Naked City

Capitol Reporter Untimely Ripped

You wouldn't guess the Washington Post would pay much attention to daily reporters' assignments in Austin, but last month the Post's media critic got one of the best political reporters in Texas yanked off part of his Capitol beat. On April 8, the Post's Howard Kurtz opened a transparently planted item with this lead: "A reporter for the San Antonio Express-News is raising eyebrows among Texas politicos by writing about his former bosses." The reporter in question is W. Gardner Selby, and according to Kurtz, those unnamed "Texas politicos" with sensitive eyebrows thought Selby shouldn't be reporting on the political campaigns of John Sharp for lieutenant governor or Comptroller Carole Keeton Rylander for re-election -- because he had worked in the comptroller's office from 1995 to 2000, overlapping the tenures of the two candidates.
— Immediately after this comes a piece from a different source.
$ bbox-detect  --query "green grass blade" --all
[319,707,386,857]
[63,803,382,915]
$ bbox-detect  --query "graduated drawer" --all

Selby was never in a political or even policy position -- he did research and wrote reports for the agency -- and the notion that this might now disqualify him from covering two politicians in different races, from opposite parties, is complete hogwash.

One beef to Kurtz came from Sharp's Republican opponent, David Dewhurst, but "Naked City" happens to know Sharp was upset earlier this year by an accurate Selby report of Sharp's comments to a business convention -- because Sharp complained to us about it as well. Selby is an excellent, thorough, fair-minded reporter, and he doesn't deserve to be jerked around by a media columnist 2,000 miles away.
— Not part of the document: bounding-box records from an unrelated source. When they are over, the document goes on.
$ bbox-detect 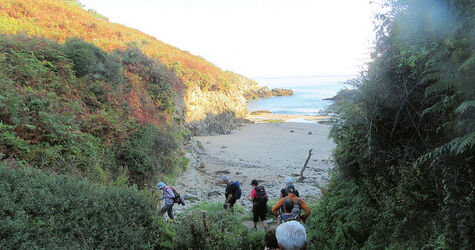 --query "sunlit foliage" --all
[0,35,187,187]
[0,0,236,91]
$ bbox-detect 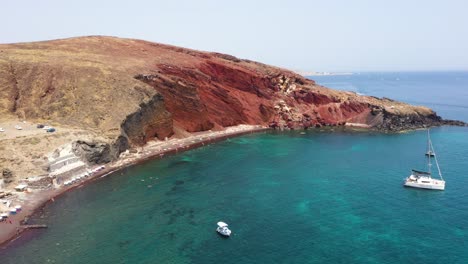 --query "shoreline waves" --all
[0,125,270,250]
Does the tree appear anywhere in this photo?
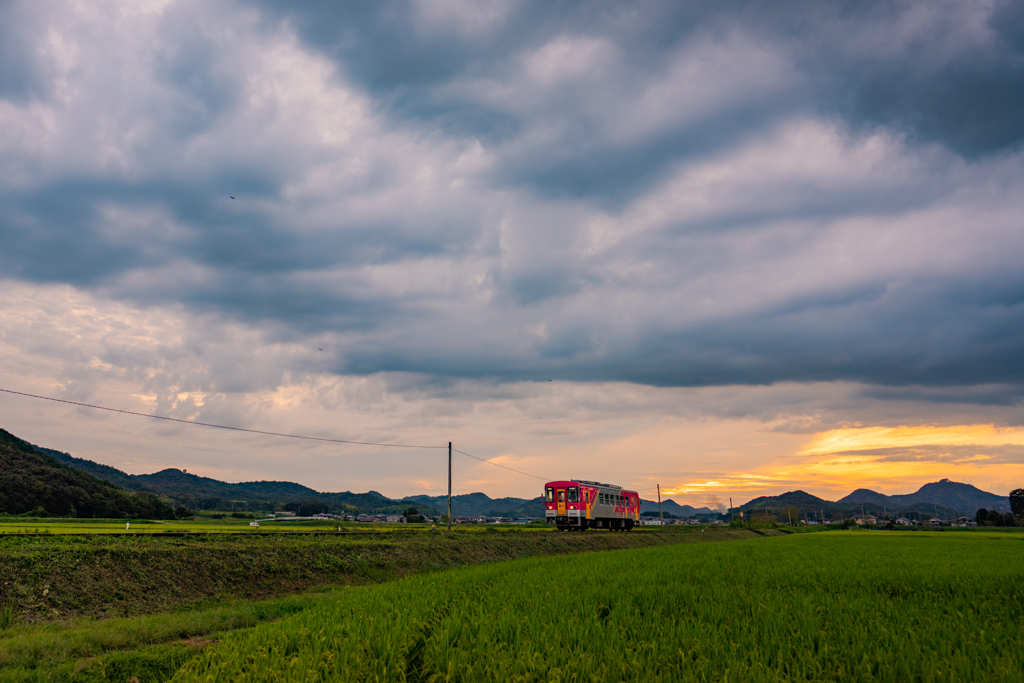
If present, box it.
[1010,488,1024,517]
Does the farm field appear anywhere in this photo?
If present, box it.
[173,531,1024,682]
[0,524,756,623]
[0,517,356,535]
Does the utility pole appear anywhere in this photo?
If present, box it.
[449,441,452,531]
[647,484,665,526]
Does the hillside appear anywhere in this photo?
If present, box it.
[737,479,1010,519]
[640,498,720,518]
[0,429,174,519]
[839,479,1010,514]
[401,493,544,517]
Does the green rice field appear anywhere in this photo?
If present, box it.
[173,530,1024,682]
[0,517,354,535]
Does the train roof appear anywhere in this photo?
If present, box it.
[544,479,637,494]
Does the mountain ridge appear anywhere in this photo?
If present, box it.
[4,432,1010,517]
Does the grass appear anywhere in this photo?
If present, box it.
[0,520,754,622]
[174,531,1024,683]
[0,517,352,535]
[0,591,339,681]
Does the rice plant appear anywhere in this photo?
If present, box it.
[0,602,14,631]
[174,531,1024,682]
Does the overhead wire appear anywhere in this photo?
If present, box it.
[0,387,653,490]
[452,449,552,481]
[0,388,447,449]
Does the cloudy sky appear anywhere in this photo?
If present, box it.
[0,0,1024,504]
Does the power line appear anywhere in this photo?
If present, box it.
[0,388,444,450]
[452,449,553,481]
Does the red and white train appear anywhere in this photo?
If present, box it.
[544,479,640,531]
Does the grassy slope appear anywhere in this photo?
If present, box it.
[174,531,1024,683]
[0,527,754,621]
[0,529,764,682]
[0,589,332,682]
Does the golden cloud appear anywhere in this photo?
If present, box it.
[800,425,1024,456]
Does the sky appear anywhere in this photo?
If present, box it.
[0,0,1024,506]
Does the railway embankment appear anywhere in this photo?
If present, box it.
[0,527,763,622]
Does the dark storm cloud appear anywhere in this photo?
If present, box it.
[0,0,1024,397]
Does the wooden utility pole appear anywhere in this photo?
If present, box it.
[449,441,452,531]
[659,484,665,526]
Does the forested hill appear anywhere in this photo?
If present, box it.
[30,438,436,514]
[0,429,174,519]
[838,479,1010,513]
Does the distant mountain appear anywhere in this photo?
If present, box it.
[738,479,1010,519]
[33,446,437,515]
[838,479,1010,515]
[0,429,174,519]
[401,494,544,517]
[738,490,838,516]
[640,498,720,517]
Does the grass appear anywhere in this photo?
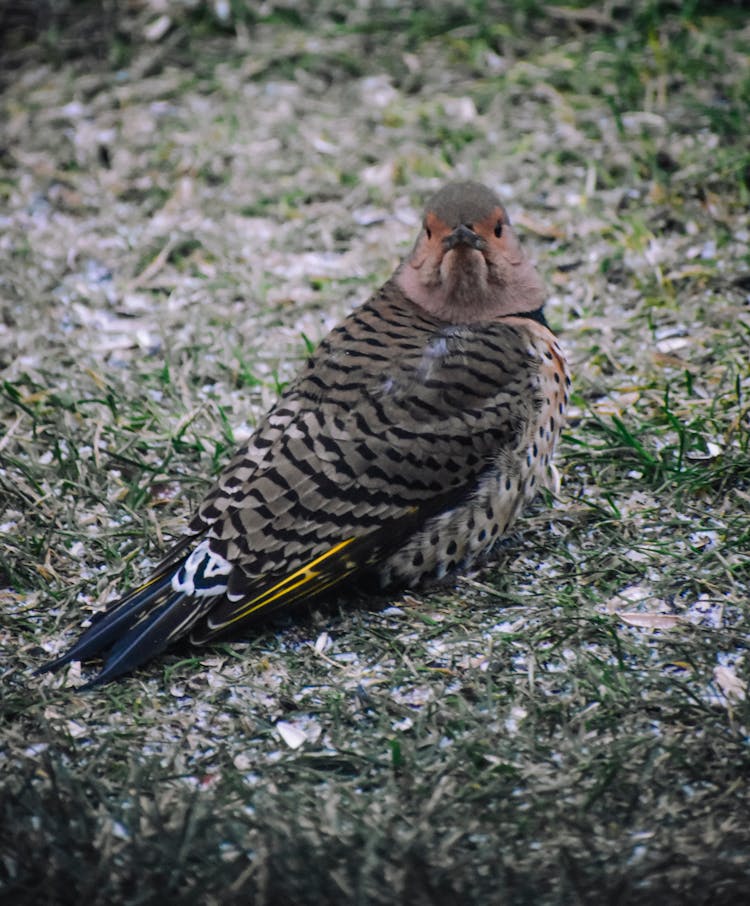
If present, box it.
[0,0,750,904]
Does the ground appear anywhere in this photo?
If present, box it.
[0,0,750,906]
For a reporter who works in D.C., where the revolving PR flack/reporter door spins at light speed, Kurtz sounds like he just fell off the turnip truck. Readers in Bethesda or Alexandria must have been muttering over their corn flakes, "Who are these people and why am I reading about them?" It's clear that some Texas campaign operative got Kurtz's ear and bitched about Selby for no good reason, and Kurtz swallowed the bait. That's not so surprising inside the Beltway. But when Kurtz called Selby's boss, Express-News Editor Bob Rivard, Rivard swallowed it too -- sanctimoniously deciding on the spot that Selby can no longer cover his former bosses, saying, "It was a mistake to send him on such assignments." Rivard did praise Selby as "a solid reporter with no political agenda," but he had already yanked the rug out from under him by kowtowing to Kurtz.

Kurtz should have been told that spurious campaign back-stabbing didn't start yesterday, and Selby's boss would catch any partisan knives aimed at his reporters, thank you very much.

Selby can't comment on his own job, but a call to Rivard was returned by State Editor Gary Newsom, who said, "The simple explanation [for the reassignment] was a perception of a conflict of interest. Gardner hadn't done anything wrong, but if somebody is asking these questions, it means the reporter has become part of the story. It would have looked bad whatever we did or didn't do." Newsom said, "We have complete confidence in Gardner," who has been reassigned to be the lead reporter on the U.S. Senate race and the second reporter on the governor's race. "That's not a demotion," Newsom added.

Selby's story is not a censorship outrage, but his work will definitely be missed on the Sharp/Dewhurst race -- although not having to cover the titanic battle between Rylander and Marty Akins he might well consider a boon. After the flap, a small weekly published in Crawford, The Lone Star Iconoclast, named Selby "Iconoclast of the Week." The paper might have added that Rivard and the Express-News had earned awards for "Invertebrates of the Month."